#Convolutional Neural Networks

---


##In this tutorial I will be using Keras with TensorFlow as backend to calssify digits from the MNIST Dataset

First you need to install Keras using the following lines

In [1]:
# https://keras.io/
!pip install -q keras
import keras

Using TensorFlow backend.


Then import Keras and all the layers and libraries we need

In [0]:
import numpy
from keras import backend as K
from keras.datasets import mnist
from keras.utils import np_utils

We then import the layers of the convolutional neural network.The network consists of two main components :

1. Convolutional layers : the convolutional layer is responsible for the convolutional operation in which feature maps identifies features in the images.
and is usually followed by two types of layers which are :
>*   **Dropout** : Dropout is a regulization technique where you turn off part of the network's layers randomally to increase regulization and hense decrease overfitting. We use when the training set accuracy is muuch higher than the test set accuracy.
>*   **Max Pooling** : The maximum output in a rectangular neighbourhood. It is used to make the network more flexible to slight changes and decrease the network computationl expenses by extracting the group of pixels that are highly contributing to each feature in the feature maps in the layer.
2. Dense layers : The dense layer is a fully connected layer that comes after the convolutional layers and they give us the output vector of the Network.

As a convention in Convolutional Neural Network we decrease the dimensions of the layers as we go deeper and increase the number of feature maps to make it detect more features and decrease the number of computational cost.

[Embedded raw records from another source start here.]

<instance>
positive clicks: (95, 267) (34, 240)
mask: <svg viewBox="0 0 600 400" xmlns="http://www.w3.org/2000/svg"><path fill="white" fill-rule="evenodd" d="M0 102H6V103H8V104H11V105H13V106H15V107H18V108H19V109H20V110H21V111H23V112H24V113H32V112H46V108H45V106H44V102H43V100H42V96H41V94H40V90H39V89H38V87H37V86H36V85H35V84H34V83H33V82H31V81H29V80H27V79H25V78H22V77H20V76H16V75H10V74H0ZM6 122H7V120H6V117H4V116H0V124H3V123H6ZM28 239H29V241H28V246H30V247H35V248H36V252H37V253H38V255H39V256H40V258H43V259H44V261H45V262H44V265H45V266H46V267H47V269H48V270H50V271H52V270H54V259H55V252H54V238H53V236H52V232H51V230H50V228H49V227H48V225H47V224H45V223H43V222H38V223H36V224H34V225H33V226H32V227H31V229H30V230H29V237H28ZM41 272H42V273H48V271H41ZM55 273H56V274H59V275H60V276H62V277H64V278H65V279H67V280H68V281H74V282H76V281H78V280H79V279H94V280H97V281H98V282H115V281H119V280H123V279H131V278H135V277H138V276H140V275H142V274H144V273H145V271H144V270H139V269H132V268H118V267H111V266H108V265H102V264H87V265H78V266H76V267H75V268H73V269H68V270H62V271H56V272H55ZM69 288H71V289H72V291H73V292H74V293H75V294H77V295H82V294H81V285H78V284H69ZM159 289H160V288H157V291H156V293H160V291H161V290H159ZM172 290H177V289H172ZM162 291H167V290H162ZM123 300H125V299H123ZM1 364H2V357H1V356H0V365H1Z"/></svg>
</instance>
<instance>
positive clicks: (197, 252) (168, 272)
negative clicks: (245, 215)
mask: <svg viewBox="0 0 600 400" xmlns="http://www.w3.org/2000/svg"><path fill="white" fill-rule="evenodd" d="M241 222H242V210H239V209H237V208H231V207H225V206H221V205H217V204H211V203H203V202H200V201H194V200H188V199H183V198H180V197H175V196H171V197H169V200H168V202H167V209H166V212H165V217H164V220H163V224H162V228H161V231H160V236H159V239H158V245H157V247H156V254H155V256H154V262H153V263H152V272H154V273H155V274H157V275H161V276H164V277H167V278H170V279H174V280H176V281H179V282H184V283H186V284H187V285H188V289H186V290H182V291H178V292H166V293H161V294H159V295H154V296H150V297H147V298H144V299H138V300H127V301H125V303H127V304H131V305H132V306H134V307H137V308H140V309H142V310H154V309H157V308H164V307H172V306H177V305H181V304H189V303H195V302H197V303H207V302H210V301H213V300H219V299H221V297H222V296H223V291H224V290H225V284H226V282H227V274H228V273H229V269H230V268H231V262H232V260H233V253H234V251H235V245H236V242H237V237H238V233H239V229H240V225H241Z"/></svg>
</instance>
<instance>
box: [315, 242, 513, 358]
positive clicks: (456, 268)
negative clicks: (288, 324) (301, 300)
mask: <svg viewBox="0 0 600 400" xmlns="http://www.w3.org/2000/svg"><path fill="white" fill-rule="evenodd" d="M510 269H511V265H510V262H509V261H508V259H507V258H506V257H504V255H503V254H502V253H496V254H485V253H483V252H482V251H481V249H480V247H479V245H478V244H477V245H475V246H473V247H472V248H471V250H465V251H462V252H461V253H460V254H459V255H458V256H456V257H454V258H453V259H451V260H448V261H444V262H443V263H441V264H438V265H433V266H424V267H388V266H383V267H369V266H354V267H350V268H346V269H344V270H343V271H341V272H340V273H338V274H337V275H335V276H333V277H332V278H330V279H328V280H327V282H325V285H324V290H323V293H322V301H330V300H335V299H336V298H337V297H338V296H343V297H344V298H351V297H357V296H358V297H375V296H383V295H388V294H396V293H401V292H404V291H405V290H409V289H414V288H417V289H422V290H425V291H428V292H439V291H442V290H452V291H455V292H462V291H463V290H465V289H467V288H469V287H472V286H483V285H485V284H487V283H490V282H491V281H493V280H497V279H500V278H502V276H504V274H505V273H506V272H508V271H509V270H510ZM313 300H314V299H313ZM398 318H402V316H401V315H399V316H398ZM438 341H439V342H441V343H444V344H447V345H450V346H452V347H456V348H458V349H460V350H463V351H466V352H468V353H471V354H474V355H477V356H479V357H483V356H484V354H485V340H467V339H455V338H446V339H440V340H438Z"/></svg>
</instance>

![alt text](https://raw.githubusercontent.com/MoghazyCoder/Machine-Learning-Tutorials/master/Untitled.png)

 

In [0]:
from keras.layers import Dense, Dropout,Flatten
from keras.layers.convolutional import Conv2D, MaxPooling2D

Sequential layers are stacked such that every layer passes its output to the next layer without you specifying extra information so we import Sequential from models

In [0]:
from keras.models import Sequential
model = Sequential()

We must specify which data format convention Keras will follow using the following line of code. Keras can accept the number of channels before other dimensions or after it but here we have to specify which convention we will use. We will use channels last which is Tensorflow's convention .

In [0]:
K.set_image_data_format('channels_last')
numpy.random.seed(0)

We should call mnist.load_data() which contains the mnist Dataset of 60,000 28x28 grayscale images of the 10 digits, along with a test set of 10,000 images.  when we call mnist.load_data() it returns two tuples one for the training set containing the images and their corresponding lables and another one for the test set.

In [6]:
(X_train, y_train), (X_test, y_test) = mnist.load_data()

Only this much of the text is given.